So I think there's never a more vital time when young people realize that they're lives, their very survival, is made possible because of nature. It's nature that gives us our clean air, our clean water, our clean food that comes from the soil and without nature we can't exist, and yet our children today are spending the least amount of time outside of any generation in human history. So we've got a real challenge.
Photo by The David Suzuki Foundation
Q: How can educators and schools help students acquire environmental awareness, knowledge and appreciation?
A: I think there's a great effort now into modifying and changing curricula so that the environment is not just a special subject but includes core ideas in mathematics, history, or any of the areas that have a fundamental view through our biological nature. Our need for nature has got to be spread throughout every subject. So it's just a part of what we are as human beings – we understand that we need nature for our very survival and our health. There are programs starting with their curricular changes. I was just out in the Ontario Institute for Studies in Education and they're working on a new kind of inquiry-based education in which the students ask about the world around them and they learn a lot of these fundamental things. So I think the schools have done a huge job in spreading much greater environmental awareness to their students.
Q: How can parents help students acquire environmental awareness, knowledge and appreciation?
A: Well, parents are the big challenge. I think parents by the time they've gotten their education, got a job, got married, got a house, have children, then when they're confronted with environmentalists who say you've got to change your way, they don't like that. It's very difficult once you've kind of established yourself in a comfortable position to say, 'Oh, I'm going to have to give up my car or whatever.' So for parents, we have to think beyond just material stuff and money and start thinking what was the world like when I was a child. And at the rate we're going now, what do we think it will be like when my children are grown up and have their own families. And when you think about it that way, you realize, 'Oh my god, when I was a kid I used to go fishing in that creek, there aren't any fish left there.' They've got to think much more about their children's future in ecological terms, in terms of the environment.
Q: What is your most important message for youth?
A: What's happening now is all about their future. Whether the government does or does not do what I think they should do is going to have very little impact on my life. I'm at the end of my life. But whatever the government does or does not do, or business does or does not do, will have repercussions through the entire lives of our young people. So they have the most at stake. And they can't just wait for adults to change or do something.
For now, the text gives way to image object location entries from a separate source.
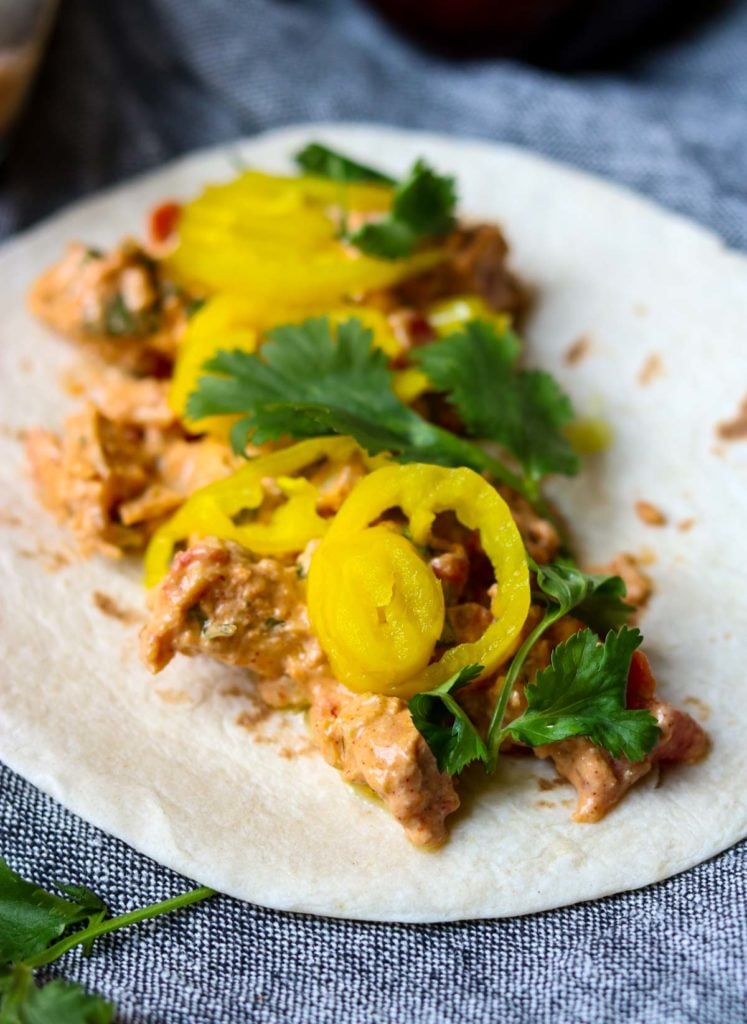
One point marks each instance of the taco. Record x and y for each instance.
(305, 399)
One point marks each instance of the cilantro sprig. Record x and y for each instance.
(580, 693)
(327, 163)
(37, 927)
(524, 411)
(305, 382)
(422, 206)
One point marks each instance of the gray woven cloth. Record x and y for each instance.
(130, 83)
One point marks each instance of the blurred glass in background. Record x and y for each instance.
(25, 27)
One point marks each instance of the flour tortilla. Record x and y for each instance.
(179, 767)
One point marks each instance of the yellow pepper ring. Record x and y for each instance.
(211, 510)
(342, 620)
(377, 596)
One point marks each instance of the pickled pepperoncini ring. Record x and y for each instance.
(277, 236)
(217, 509)
(377, 607)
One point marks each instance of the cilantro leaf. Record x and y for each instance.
(92, 906)
(31, 918)
(302, 383)
(582, 693)
(445, 725)
(524, 411)
(422, 207)
(55, 1003)
(596, 600)
(327, 163)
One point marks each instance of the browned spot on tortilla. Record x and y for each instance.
(19, 434)
(173, 696)
(735, 429)
(549, 783)
(647, 556)
(650, 514)
(303, 749)
(108, 606)
(8, 518)
(52, 559)
(651, 369)
(234, 691)
(578, 350)
(702, 710)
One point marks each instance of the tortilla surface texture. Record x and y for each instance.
(188, 769)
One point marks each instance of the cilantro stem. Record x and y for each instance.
(496, 733)
(114, 924)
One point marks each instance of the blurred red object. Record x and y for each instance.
(564, 34)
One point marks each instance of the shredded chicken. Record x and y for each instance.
(539, 535)
(372, 739)
(475, 263)
(116, 303)
(600, 780)
(111, 481)
(219, 600)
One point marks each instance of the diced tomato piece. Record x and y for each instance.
(641, 684)
(163, 221)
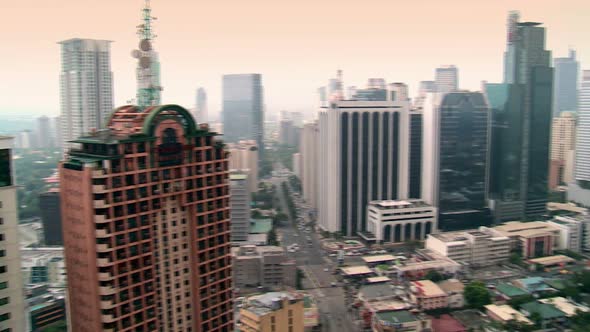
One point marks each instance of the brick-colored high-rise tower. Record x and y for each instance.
(145, 208)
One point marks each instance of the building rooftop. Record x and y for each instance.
(396, 317)
(547, 311)
(551, 260)
(428, 288)
(356, 270)
(379, 258)
(564, 305)
(506, 313)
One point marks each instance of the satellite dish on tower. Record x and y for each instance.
(145, 62)
(145, 45)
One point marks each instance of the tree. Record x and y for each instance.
(477, 295)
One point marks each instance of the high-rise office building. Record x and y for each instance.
(145, 209)
(309, 160)
(243, 157)
(243, 115)
(521, 125)
(49, 204)
(240, 206)
(44, 138)
(565, 86)
(364, 156)
(202, 112)
(455, 169)
(563, 141)
(86, 86)
(579, 188)
(446, 79)
(11, 282)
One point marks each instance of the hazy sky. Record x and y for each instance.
(296, 44)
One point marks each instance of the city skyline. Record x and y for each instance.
(267, 40)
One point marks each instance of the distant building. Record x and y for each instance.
(265, 266)
(243, 113)
(239, 206)
(427, 295)
(579, 187)
(565, 86)
(49, 205)
(86, 85)
(244, 157)
(276, 311)
(533, 239)
(563, 141)
(399, 221)
(446, 79)
(11, 280)
(476, 247)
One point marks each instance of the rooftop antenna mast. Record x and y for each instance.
(148, 66)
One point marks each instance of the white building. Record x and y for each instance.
(364, 149)
(240, 207)
(476, 247)
(570, 232)
(309, 159)
(11, 283)
(446, 79)
(86, 86)
(579, 188)
(243, 157)
(399, 221)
They've got to get involved, and because they're young people, I believe that you can't deny or deflect what they're saying. They speak from the heart, and if we love our children, we've got to listen to them and we've got to start changing into a way that will give them some kind of future. Right now, it's looking very, very grim for our children.
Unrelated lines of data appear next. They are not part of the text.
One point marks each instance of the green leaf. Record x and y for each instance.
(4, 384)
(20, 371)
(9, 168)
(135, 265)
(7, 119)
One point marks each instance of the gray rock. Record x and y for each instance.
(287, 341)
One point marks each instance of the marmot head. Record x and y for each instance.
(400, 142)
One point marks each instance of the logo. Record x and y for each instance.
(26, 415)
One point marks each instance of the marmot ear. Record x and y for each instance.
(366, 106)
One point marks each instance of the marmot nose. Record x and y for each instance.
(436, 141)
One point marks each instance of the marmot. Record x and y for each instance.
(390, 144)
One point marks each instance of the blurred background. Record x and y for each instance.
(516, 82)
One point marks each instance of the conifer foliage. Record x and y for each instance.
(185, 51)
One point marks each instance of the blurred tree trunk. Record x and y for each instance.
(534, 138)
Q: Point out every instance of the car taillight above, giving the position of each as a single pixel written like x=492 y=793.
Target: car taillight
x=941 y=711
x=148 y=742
Q: Do you have any plans to help schools teach students these environmental skills and knowledge?
A: This is the beginning, what we saw today with the TelePresence (webinar) is what I hope is going to let me into the schools. Up until now I've resisted going into schools because there's so many of them, and if I go into one then how can I turn another one down? I get dozens and dozens of requests every month for speaking but now with TelePresence and the ability to hooking up many schools, this is a whole new world for me and I'm certain the foundation is going to be very heavily involved in this.